1

I have a large file system in which I have to delete certain directories from time to time. Currently I have a script which amongst other things, deletes a folder and subsequently generates an email notification. However, as the deletion of a directory can take anything from a few seconds to a few days, I would like to do this asychronously.

I can cook up a solution by say, generating little snippets like rm -rf /some/directory in the appropriate cron directory, but that might get clogged if a large number of large directories need to be deleted.

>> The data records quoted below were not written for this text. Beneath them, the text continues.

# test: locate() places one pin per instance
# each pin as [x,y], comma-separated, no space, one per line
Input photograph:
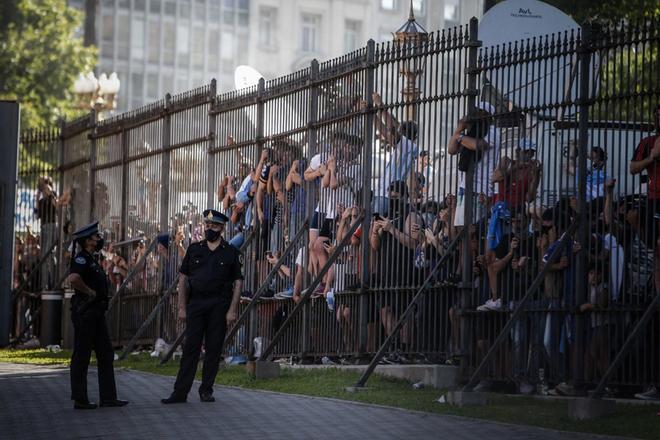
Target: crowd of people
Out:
[512,234]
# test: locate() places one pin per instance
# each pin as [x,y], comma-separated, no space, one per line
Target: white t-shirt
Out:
[616,264]
[483,169]
[400,161]
[324,193]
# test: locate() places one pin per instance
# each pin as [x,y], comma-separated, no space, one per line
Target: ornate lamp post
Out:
[411,37]
[99,94]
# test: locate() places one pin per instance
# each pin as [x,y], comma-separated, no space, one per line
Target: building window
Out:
[214,49]
[310,30]
[168,84]
[184,8]
[183,46]
[154,6]
[419,7]
[388,5]
[170,8]
[451,12]
[267,26]
[181,83]
[227,46]
[123,32]
[352,36]
[198,47]
[152,86]
[107,28]
[137,89]
[137,39]
[154,42]
[243,12]
[168,44]
[200,10]
[214,13]
[228,11]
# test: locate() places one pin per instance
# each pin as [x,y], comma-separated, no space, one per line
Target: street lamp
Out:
[99,94]
[411,37]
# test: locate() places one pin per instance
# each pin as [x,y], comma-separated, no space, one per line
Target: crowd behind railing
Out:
[404,177]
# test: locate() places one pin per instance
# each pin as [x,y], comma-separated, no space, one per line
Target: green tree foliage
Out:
[628,73]
[40,58]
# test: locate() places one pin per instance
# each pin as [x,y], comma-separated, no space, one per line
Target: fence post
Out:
[365,247]
[466,270]
[164,196]
[61,265]
[165,166]
[92,162]
[124,215]
[253,328]
[584,60]
[312,141]
[210,158]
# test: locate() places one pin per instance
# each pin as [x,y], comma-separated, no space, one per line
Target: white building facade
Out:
[161,46]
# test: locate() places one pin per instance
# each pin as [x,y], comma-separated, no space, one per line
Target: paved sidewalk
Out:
[34,405]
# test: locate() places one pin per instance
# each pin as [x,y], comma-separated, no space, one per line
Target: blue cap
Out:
[213,216]
[86,231]
[164,239]
[526,145]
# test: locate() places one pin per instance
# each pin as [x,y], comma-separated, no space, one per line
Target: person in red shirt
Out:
[647,158]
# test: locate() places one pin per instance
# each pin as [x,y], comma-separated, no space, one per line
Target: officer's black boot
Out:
[83,404]
[173,399]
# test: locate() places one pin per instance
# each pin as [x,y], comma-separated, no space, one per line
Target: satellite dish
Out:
[515,20]
[246,76]
[535,83]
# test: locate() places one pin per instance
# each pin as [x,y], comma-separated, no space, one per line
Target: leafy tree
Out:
[40,58]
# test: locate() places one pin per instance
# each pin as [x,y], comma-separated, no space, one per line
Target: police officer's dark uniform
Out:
[211,275]
[90,329]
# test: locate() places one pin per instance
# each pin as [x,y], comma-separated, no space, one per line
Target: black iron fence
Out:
[415,142]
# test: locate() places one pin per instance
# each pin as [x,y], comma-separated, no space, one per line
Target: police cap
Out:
[86,231]
[213,216]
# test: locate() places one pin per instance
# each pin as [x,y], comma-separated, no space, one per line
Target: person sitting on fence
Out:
[400,140]
[47,209]
[478,141]
[599,346]
[518,179]
[394,243]
[596,179]
[558,289]
[229,185]
[441,233]
[295,194]
[351,276]
[344,179]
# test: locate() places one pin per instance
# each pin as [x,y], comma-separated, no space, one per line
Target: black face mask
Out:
[211,235]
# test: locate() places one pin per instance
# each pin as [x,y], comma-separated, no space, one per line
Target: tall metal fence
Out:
[518,144]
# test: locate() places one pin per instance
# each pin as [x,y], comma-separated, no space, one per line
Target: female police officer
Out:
[209,289]
[88,306]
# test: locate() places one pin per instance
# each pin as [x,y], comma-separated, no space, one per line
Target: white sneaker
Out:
[491,305]
[651,394]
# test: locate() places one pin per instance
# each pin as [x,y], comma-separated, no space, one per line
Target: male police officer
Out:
[207,304]
[88,306]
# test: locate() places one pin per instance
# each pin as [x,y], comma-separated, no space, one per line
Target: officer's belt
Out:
[224,291]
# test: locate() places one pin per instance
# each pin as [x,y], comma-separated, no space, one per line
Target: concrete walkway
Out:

Is anyone aware of a better solution?

loris
  • 242

2 Answers2

0

Deleting a folder should be nearly instantaneous. It is searching the directory tree and deleting multiple files and directories which is likely the issue.

that might get clogged

I don't know what you mean by this.

If you worry that execution of a single instance may overlap with the subsequent execution, then why is that an issue? If there is a valid for reason for ensuring exclusivity of instances, then use a lock file or limit the run time with timeout.

symcbean
  • 23,767
  • 2
  • 38
  • 58
0

What is slowing down your deletion is not the file removal by itself (as such operations are batched in the journal and committed to the main filesystem in large chunks, so they already are async in a sense), rather the sync reads needed to discover what to delete. In other words, is the metadata traversal needed to list all the inodes to be deleted that commands the biggest hit - by far. There is no real escaping from that, unfortunately.

Some things you can do:

  • use a fast cache device to cache as many metadata as possible
  • use disposable volumes/filesystem, where "delete many files" becomes "simply discard the entire volume or filesystem"
  • schedule partial, progressive deletion via cron or similar tools

For more info about delete performance and other things which slow down file removal, you can read this answer.

shodanshok
  • 52,255